In the latest MLPerf Inference V5.0 benchmarks, which reflect some of the most challenging inference scenarios, the NVIDIA Blackwell platform set records — and marked NVIDIA’s first MLPerf submission using the NVIDIA GB200 NVL72 system, a rack-scale solution designed for AI reasoning.
Delivering on the promise of cutting-edge AI takes a new kind of compute infrastructure, called AI factories. Unlike traditional data centers, AI factories do more than store and process data — they manufacture intelligence at scale by transforming raw data into real-time insights. The goal for AI factories is simple: deliver accurate answers to queries quickly, at the lowest cost and to as many users as possible.
The complexity of pulling this off is significant and takes place behind the scenes. As AI models grow to billions and trillions of parameters to deliver smarter replies, the compute required to generate each token increases. This requirement reduces the number of tokens that an AI factory can generate and increases cost per token. Keeping inference throughput high and cost per token low requires rapid innovation across every layer of the technology stack, spanning silicon, network systems and software.
NVIDIA Blackwell Sets New Records
The GB200 NVL72 system — connecting 72 NVIDIA Blackwell GPUs to act as a single, massive GPU — delivered up to 30x higher throughput on the Llama 3.1 405B benchmark over the NVIDIA H200 NVL8 submission this round. This feat was achieved through more than triple the performance per GPU and a 9x larger NVIDIA NVLink interconnect domain.
NVIDIA Hopper AI Factory Value Continues Increasing
The NVIDIA Hopper architecture, introduced in 2022, powers many of today’s AI inference factories, and continues to power model training. Through ongoing software optimization, NVIDIA increases the throughput of Hopper-based AI factories, leading to greater value.
It Takes an Ecosystem
This MLPerf round, 15 partners submitted stellar results on the NVIDIA platform, including ASUS, Cisco, CoreWeave, Dell Technologies, Fujitsu, Giga Computing, Google Cloud, Hewlett Packard Enterprise, Lambda, Lenovo, Oracle Cloud Infrastructure, Quanta Cloud Technology, Supermicro, Sustainable Metal Cloud and VMware.
Conclusion
The NVIDIA Blackwell platform has set new records in the latest MLPerf Inference V5.0 benchmarks, delivering exceptional performance across the board. The Hopper architecture continues to power AI inference factories, with ongoing software optimization leading to greater value. The NVIDIA platform is available across all cloud service providers and server makers worldwide, reflecting the breadth of its reach.
FAQs
Q: What is the NVIDIA Blackwell platform?

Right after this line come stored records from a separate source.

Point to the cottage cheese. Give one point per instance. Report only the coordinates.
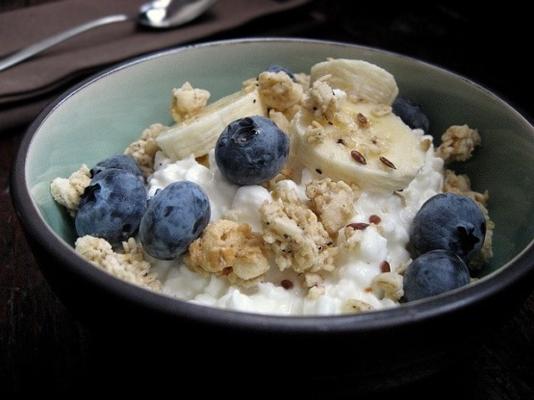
(349, 286)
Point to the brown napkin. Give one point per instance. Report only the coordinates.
(24, 87)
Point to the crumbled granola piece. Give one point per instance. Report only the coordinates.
(280, 120)
(389, 285)
(250, 85)
(278, 90)
(68, 191)
(352, 306)
(295, 235)
(187, 102)
(144, 149)
(227, 248)
(129, 266)
(315, 133)
(381, 110)
(312, 279)
(332, 201)
(321, 99)
(303, 80)
(458, 143)
(461, 184)
(285, 173)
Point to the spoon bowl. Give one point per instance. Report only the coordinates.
(165, 14)
(158, 14)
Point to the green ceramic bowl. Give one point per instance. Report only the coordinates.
(107, 112)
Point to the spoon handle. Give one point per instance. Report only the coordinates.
(44, 44)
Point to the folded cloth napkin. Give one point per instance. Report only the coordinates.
(26, 87)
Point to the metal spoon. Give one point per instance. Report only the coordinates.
(158, 14)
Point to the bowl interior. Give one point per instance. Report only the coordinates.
(101, 118)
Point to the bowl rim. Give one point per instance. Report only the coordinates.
(407, 314)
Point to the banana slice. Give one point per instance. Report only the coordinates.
(199, 134)
(358, 78)
(370, 147)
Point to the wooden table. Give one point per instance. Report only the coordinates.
(43, 346)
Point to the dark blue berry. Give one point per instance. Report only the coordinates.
(451, 222)
(119, 161)
(279, 68)
(411, 114)
(251, 150)
(435, 272)
(111, 207)
(175, 217)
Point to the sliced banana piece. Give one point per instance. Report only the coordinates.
(199, 134)
(369, 147)
(358, 78)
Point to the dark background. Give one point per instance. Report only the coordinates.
(43, 347)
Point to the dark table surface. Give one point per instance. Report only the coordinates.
(43, 347)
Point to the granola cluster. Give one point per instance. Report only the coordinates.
(296, 237)
(333, 202)
(187, 102)
(321, 99)
(229, 249)
(144, 149)
(68, 191)
(129, 265)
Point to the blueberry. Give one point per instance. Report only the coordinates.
(111, 207)
(279, 68)
(251, 150)
(411, 113)
(175, 217)
(118, 161)
(451, 222)
(433, 273)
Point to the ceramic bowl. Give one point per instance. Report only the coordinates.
(105, 113)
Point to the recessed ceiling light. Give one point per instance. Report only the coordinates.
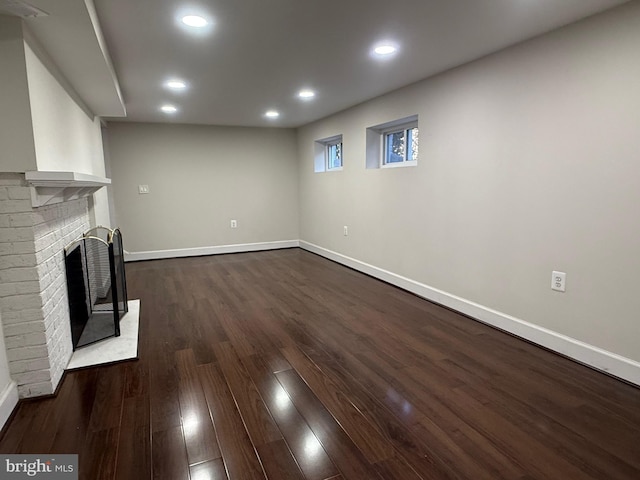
(385, 49)
(194, 21)
(169, 108)
(175, 84)
(306, 94)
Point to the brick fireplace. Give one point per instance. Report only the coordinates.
(34, 229)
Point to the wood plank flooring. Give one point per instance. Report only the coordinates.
(284, 365)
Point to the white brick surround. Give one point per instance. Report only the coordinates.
(33, 292)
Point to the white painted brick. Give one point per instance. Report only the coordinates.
(51, 228)
(21, 302)
(26, 340)
(18, 261)
(35, 390)
(20, 316)
(17, 234)
(15, 206)
(22, 366)
(27, 378)
(19, 193)
(16, 248)
(21, 219)
(20, 288)
(27, 353)
(23, 328)
(19, 274)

A: The NVIDIA Blackwell platform is a rack-scale solution designed for AI reasoning.
Q: What is the NVIDIA Hopper architecture?
A: The NVIDIA Hopper architecture powers many of today’s AI inference factories, and continues to power model training.
Q: What is an AI factory?
A: An AI factory is a new kind of compute infrastructure that manufactures intelligence at scale by transforming raw data into real-time insights.
Q: What are the goals for AI factories?
A: The goal for AI factories is to deliver accurate answers to queries quickly, at the lowest cost and to as many users as possible.
Q: What is the NVIDIA GB200 NVL72 system?
A: The NVIDIA GB200 NVL72 system is a rack-scale solution that connects 72 NVIDIA Blackwell GPUs to act as a single, massive GPU.
Q: What is MLPerf Inference V5.0?
A: MLPerf Inference V5.0 is a peer-reviewed industry benchmark of inference performance that reflects some of the most challenging inference scenarios.